Двадцать первого октября большой черный «паккард» въехал на бейсбольный стадион «Эббетс Филд» в Бруклине. Несмотря на непрекращавшийся дождь, крыша кабриолета была опущена, и мокрый Рузвельт сидел на заднем сиденье, махал рукой и улыбался небольшой толпе людей, которые собрались в непогоду, чтобы лично увидеть, как выглядит президент Соединенных Штатов. Сотрудники секретной службы пристегнули Рузвельта к специальным опорным скобам, и он, передвигая по одному пятикилограммовому грузу за раз, выбрался из машины и встал перед толпой. Темно-синий плащ соскользнул с его плеч, и президент говорил, подставив голову дождю. Перед аудиторией фанатов «Бруклин Доджерс» он признался, что никогда не видел, как играет их команда, но заверил, что симпатизирует ей.

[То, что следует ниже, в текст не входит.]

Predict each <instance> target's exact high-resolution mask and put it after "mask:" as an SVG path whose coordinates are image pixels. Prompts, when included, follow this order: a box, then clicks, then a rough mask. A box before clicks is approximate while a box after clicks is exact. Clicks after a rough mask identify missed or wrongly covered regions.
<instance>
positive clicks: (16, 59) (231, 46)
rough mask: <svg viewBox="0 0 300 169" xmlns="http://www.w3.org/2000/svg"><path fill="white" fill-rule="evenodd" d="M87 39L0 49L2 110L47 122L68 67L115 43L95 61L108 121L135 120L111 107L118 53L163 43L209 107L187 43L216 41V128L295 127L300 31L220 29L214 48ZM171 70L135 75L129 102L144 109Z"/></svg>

Затем Рузвельт похвалил Роберта Вагнера, сенатора-демократа от Нью-Йорка. «Мы вместе были в законодательном собрании, – сказал он, затем улыбнулся и добавил: – Мне не хочется думать о том, насколько давно это было». К тому времени как Рузвельт закончил хвалить Вагнера, которого должны были избрать в Сенат в 1944 году, моросящий дождь перешел в сильный ливень, но впереди ждал долгий путь и нужно было пожать еще сотни рук. После обеда были запланированы поездки в Квинс, Бронкс, Гарлем, центр Манхэттена и центр Бродвея. Но прежде чем продолжить, президента отвезли на ближайшую станцию береговой охраны, чтобы обтереться и высушить одежду. Посетив Филадельфию неделю спустя, Рузвельт высмеял известного республиканского оратора, который назвал нынешнюю администрацию «самым впечатляющим собранием некомпетентных людей, когда-либо занимавших государственные должности». Рузвельт сказал: «Что ж, если это правда, то это довольно крамольная мысль, ведь из нее следует, что мы проигрываем войну. И это ошеломляющая новость для всех нас и, безу-словно, для нацистов и японцев».

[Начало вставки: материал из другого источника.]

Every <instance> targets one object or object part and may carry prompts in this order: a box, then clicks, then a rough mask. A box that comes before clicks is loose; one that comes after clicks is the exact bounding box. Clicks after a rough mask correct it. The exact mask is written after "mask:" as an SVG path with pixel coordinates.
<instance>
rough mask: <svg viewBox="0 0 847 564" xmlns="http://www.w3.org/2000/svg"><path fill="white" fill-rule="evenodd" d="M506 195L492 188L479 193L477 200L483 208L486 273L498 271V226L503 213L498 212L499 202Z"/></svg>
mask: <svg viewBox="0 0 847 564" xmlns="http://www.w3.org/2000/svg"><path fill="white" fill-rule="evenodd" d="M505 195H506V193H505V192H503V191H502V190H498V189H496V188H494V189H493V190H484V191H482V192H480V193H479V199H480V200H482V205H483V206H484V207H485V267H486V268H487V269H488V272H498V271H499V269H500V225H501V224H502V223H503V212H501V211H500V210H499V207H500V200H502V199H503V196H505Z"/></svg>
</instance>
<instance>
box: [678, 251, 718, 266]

Кампания Дьюи столкнулась с дилеммой. Военные годы принесли процветание миллионам людей, которые во время Великой депрессии питались собачьим кормом и черствым хлебом. После нескольких не-удачных попыток убедить избирателей в том, что после войны вернутся тяжелые времена, Дьюи в последние месяцы кампании снова обратился к коммунистической угрозе. Он старался отделить коммунизм Советского Союза, почетного союзника, от коммунизма Эрла Браудера, лидера Коммунистической партии США, уклонявшегося от призыва во время Первой мировой. За несколько дней до выборов Дьюи сказал толпе бостонских республиканцев, что в этой кампании сторонники «Нового курса» Рузвельта пытаются задушить обсуждение своего коммунистического альянса. «Они очерняют любое обсуждение главного вопроса современности. Они намекают на то, что американцы должны любить коммунизм, иначе они оскорбят нашего боевого союзника. В это не верят даже легковерные… – сказал Дьюи. – В России коммунист – это человек, который поддерживает свое правительство. В Америке коммунист – это человек, который поддерживает четвертый срок, поэтому наш государственный строй легче изменить».